L’une de ces femmes est montrée en train de lire un communiqué affirmant que Noël célèbre « la naissance d’un homme étranger » (Jésus) ; elle n’hésite pas non plus à associer la fête de Noël à l’Alliance des huit nations – une coalition militaire de huit puissances étrangères qui s’est formée en 1901 pour contrer la révolte des Boxers –, suggérant que ceux qui célèbrent Noël soutiennent les massacres commis à cette occasion. « Pourquoi devrions-nous célébrer sa naissance, alors qu’il n’a jamais profité aux Chinois », ajoute-t-elle dans cette vidéo qui s’est attiré de vives critiques, y compris auprès des Chinois. Un paroissien de Hebei, du nom de Paul, confie que l’État utilise Noël pour soutenir l’amour de la patrie parmi le public chinois. « Je connais certains lieux qui autorisent les sapins de Noël au nom du patriotisme », précise-t-il.
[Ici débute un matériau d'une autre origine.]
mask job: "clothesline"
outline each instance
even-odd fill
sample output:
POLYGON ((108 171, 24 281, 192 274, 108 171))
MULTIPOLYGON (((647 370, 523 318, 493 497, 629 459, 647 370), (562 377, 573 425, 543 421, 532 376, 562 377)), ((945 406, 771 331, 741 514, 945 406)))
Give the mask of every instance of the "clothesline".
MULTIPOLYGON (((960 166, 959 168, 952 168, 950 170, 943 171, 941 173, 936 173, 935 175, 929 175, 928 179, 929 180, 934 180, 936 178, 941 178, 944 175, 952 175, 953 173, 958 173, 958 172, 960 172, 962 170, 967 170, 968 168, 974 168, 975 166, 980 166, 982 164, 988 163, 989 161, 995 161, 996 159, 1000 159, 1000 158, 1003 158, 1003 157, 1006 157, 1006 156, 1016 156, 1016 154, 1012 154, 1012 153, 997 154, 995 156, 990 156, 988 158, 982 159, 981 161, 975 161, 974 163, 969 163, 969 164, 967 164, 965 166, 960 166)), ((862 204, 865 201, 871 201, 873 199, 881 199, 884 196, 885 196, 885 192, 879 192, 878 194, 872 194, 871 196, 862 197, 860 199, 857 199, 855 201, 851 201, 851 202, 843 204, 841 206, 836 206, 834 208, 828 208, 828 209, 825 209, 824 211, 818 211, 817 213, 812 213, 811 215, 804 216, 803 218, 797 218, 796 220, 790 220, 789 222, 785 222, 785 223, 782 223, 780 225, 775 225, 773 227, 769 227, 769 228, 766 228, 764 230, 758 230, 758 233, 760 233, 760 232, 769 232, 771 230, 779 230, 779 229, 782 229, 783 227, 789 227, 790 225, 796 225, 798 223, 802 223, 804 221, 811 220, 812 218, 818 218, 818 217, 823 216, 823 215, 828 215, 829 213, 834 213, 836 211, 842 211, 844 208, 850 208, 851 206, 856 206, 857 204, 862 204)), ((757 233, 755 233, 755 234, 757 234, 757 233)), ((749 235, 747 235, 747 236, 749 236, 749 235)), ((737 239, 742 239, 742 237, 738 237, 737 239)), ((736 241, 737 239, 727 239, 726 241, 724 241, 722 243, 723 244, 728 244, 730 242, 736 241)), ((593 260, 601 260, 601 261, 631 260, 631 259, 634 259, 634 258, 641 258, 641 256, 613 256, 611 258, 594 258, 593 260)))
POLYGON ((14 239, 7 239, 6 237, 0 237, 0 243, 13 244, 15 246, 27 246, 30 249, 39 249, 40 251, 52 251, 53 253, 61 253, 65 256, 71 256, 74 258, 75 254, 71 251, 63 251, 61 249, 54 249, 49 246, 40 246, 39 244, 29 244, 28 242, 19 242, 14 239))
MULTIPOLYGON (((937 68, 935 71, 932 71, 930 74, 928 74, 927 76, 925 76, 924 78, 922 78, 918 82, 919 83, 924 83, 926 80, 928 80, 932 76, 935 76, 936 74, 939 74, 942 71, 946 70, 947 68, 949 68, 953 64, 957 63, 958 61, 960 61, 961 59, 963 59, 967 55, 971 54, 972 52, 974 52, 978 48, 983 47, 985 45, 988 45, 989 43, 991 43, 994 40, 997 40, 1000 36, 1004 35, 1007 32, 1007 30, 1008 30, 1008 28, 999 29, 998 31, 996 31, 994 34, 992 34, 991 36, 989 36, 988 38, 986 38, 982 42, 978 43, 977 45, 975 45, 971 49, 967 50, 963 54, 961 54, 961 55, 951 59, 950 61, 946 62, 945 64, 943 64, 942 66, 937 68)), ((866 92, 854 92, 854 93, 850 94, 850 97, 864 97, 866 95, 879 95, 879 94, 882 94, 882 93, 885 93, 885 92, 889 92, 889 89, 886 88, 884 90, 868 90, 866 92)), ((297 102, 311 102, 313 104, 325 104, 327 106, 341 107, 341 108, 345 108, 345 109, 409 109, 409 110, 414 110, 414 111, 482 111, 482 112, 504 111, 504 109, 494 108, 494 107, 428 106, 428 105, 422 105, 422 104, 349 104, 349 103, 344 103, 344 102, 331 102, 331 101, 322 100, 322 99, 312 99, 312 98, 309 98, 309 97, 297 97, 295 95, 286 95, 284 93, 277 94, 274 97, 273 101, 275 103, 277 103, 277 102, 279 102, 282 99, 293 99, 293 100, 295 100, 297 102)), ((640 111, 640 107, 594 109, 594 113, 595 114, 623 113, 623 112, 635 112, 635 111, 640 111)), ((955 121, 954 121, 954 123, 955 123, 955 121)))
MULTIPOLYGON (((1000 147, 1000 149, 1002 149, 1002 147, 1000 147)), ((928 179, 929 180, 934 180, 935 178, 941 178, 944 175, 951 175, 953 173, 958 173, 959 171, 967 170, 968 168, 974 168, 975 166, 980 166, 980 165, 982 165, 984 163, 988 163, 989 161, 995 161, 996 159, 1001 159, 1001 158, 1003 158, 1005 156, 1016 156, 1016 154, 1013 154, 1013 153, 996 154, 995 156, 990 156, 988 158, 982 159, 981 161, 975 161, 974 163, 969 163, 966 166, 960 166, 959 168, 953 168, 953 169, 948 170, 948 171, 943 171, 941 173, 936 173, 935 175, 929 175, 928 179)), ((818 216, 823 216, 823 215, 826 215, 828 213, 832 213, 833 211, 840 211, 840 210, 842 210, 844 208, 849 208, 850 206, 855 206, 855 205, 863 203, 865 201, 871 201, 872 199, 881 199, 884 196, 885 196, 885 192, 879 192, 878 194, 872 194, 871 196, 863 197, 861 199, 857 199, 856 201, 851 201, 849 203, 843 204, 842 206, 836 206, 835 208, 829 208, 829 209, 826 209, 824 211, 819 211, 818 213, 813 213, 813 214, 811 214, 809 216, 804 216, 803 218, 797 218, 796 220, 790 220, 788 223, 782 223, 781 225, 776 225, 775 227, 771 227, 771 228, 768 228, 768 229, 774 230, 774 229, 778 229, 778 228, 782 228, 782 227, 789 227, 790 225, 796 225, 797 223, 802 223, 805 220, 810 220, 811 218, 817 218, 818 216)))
Un prêtre du nord-est du pays, qui tient à rester anonyme, confie que beaucoup d’églises « souterraines » ont reçu des avis leur interdisant de célébrer la messe de Noël, à moins d’en subir les conséquences. Lui-même n’a reçu aucun avertissement de ce genre, mais il ajoute qu’il n’aurait d’autre choix que d’obéir si c’était le cas.